Hape lungsuran Inka berdering, tertera Budi Wiyono dilayarnya, suara Nafi menanyakan aku ke rumah Budi jam berapa?, mewakili Budi yang sedang terapi untuk melegakan pernafasannya.
Setelah parkir di depan warteg, aku berjalan di gang kecil menuju rumah yang baru dipasangi tirai bambu dan ditempeli tulisan di atas kertas ukuran A3 anyar berlaminasi, “Terima Scanning” dan yang lainnya “Cetak pasphoto kilat Rp 5.000,-“.
![](https://blogger.googleusercontent.com/img/b/R29vZ2xl/AVvXsEhGcgVrArFSG5VmtJu44xCsdgUVQsceStmSxbot9Bt2aXXIcKSP_rI5rQIgdq_JDKpuKLfzodnnCPMow0SNcCKFZUGUHJWeikmhdYUMcSArjqEatj_qCgoo61sKRZVQYdXkcf1jchJEg14/s400/Met+Rory.jpg)
Budi menyambut di atas tempat tidur tanpa kaki yang diletakkan di ruang tamu dengan botol oksigen hitam lengkap dengan regulator pinjaman, sayang yang dipergunakan bukan inventaris Dana Sosial. Di ruang yang sama seperangkat PC Pentium 4 lama dengan monitor berwarna, dan printer bertengger di atas credenza sederhana sementara scanner diletakkan seadanya di atas lantai. Istri dan keempat anaknya menyesaki ruang kecil ini, yang menjadi ruang tamu merangkap ruang kerja, makan dan tidur. Mereka duduk di lantai keramik tanpa alas sedangkan aku duduk di selembar karpet karet berwarna biru muda, masih baru tampaknya.
Sehari sebelumnya Rory bersilahturami sambil memberikan ceramah agama agar Budi dan keluarga tabah menghadapi cobaan, sedangkan misiku kali ini untuk menyampaikan bantuan dari Jnonk yang bermukim Belanda dan beberapa teman yang lain. Rencana bantuan tersebut akan dipergunakan untuk membuka usaha penjualan alat tulis di rumahnya yang berhadapan dengan sekolah dasar.
Budi bersemangat untuk berterima kasih atas perhatian teman-teman, namun bronchitis akut membuat nafasnya tersengal-sengal. Persendian kaki dan lengannya terasa lemah yang membuatnya sukar berjalan dan bekerja, untungnya istri dan anak tertuanya Nafi sudah pandai mengoperasikan PC, boleh dibilang Budi hanya mengandalkan intruksi yang keluar dari mulutnya.
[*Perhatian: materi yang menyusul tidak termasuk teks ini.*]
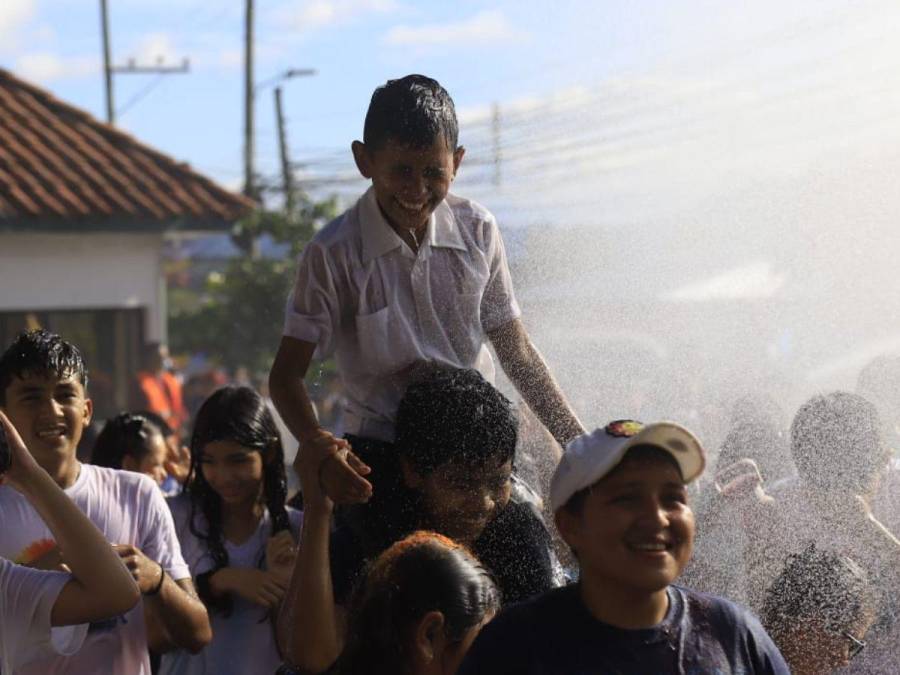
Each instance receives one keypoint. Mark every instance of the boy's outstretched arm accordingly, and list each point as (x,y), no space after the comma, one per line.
(342,475)
(310,625)
(524,365)
(101,587)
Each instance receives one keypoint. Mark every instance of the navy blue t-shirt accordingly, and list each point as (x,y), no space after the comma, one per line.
(555,634)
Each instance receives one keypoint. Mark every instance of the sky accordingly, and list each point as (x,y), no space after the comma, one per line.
(738,159)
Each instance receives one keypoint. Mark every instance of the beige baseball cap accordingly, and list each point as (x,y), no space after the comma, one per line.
(590,457)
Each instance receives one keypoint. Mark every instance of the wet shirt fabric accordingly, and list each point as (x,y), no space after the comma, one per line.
(128,508)
(555,633)
(384,312)
(514,547)
(27,597)
(244,640)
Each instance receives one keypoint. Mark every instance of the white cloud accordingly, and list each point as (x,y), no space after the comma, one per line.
(306,15)
(14,15)
(157,48)
(44,67)
(487,27)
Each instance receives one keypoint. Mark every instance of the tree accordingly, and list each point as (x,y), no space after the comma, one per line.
(236,318)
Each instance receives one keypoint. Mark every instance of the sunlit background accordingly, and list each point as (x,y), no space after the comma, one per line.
(699,198)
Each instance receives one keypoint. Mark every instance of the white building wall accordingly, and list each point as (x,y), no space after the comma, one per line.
(84,271)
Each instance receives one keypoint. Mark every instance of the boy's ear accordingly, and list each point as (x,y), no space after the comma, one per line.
(88,411)
(410,478)
(457,159)
(362,159)
(430,636)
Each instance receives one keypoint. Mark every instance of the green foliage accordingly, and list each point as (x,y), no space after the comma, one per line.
(236,317)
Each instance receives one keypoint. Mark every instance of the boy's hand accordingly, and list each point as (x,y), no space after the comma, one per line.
(341,477)
(144,571)
(328,469)
(23,466)
(740,481)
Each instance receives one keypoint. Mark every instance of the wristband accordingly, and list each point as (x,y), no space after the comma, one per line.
(162,578)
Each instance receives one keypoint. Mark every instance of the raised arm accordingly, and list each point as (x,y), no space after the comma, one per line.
(101,587)
(309,622)
(526,368)
(343,483)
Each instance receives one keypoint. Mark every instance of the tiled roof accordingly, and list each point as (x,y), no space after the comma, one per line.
(62,169)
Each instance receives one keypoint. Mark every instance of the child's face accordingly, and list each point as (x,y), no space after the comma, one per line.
(459,500)
(409,183)
(234,472)
(50,414)
(636,529)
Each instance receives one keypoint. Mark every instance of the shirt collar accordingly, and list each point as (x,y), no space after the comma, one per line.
(378,237)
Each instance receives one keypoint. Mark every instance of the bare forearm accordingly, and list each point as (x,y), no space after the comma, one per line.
(181,614)
(92,560)
(292,400)
(288,390)
(527,370)
(308,622)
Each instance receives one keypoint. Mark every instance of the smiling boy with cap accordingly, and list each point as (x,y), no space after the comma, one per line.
(620,500)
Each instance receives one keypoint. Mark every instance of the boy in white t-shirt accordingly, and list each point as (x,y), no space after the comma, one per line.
(42,392)
(45,612)
(409,278)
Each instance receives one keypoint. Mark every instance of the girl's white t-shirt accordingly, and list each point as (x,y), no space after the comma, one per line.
(27,597)
(244,641)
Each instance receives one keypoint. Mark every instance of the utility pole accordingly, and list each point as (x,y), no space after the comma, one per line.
(107,68)
(286,175)
(495,136)
(130,68)
(249,188)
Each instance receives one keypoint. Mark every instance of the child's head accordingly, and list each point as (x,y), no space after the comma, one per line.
(818,610)
(456,438)
(838,444)
(236,459)
(134,443)
(420,607)
(621,503)
(410,149)
(43,384)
Salah satu karya mereka adalah 10 buah buku bon pengeluaran yang dipesan oleh Arif Darmawan, 3 IPA 8, yang diterima melalui ponsel, namun belum sempat dikirimkan.
Dengan perangkat komputerlah mereka mencari nafkah, digital priting, kompetensi andalan Budi. Poster, spanduk, banner, digitalisasi foto, gantungan kunci, pin, kop surat merupakan produk yang dapat dihasilkannya. Itupun hanya mengandalkan pelanggan yang datang ke rumah akibat ruang gerak Budi yang sangat terbatas.
Di dekat kaki tempat tidur teronggok meja kecil pendek tempat meletakkan gantungan kunci yang siap dijual, diantarannya bertuliskan smandel 81 dengan kaca bundar dibelakangnya. “Mau lihat monyet?” Kataku kepada Ata dan Untung anak ke-3 dan ke-4 Budi.
“Mau ,,, mau …” sambut mereka.
“Nih, dia …!” sambil kuletakkan kaca gantungan kunci di depan muka mereka. Merekapun lantas tertawa.
“Monyetnya ompong” lanjutku, disambut gelak-tawa keluarga Budi yang memenuhi ruang serbaguna ini, pertanda masih ada keceriaan di rumah sewaan mungil ini.
Ketika aku pulang dilepas oleh istri dan anak mereka diiringi nasihat Ata yang putus sekolah TK, “Hati-hati ya om … jangan sampai ketabrak motor!”. Tempaan hidup yang keras mungkin yang membuat Ata lebih dewasa dari teman sebayanya
Sampai di rumah pukul 09:34 PM, dengan angka kilometer menunjukan 342, artinya 34,2 km jarak yang kutempuh pergi-pulang.
Aku berharap semoga saja Budi Wiyono lekas sembuh seperti semula, amin.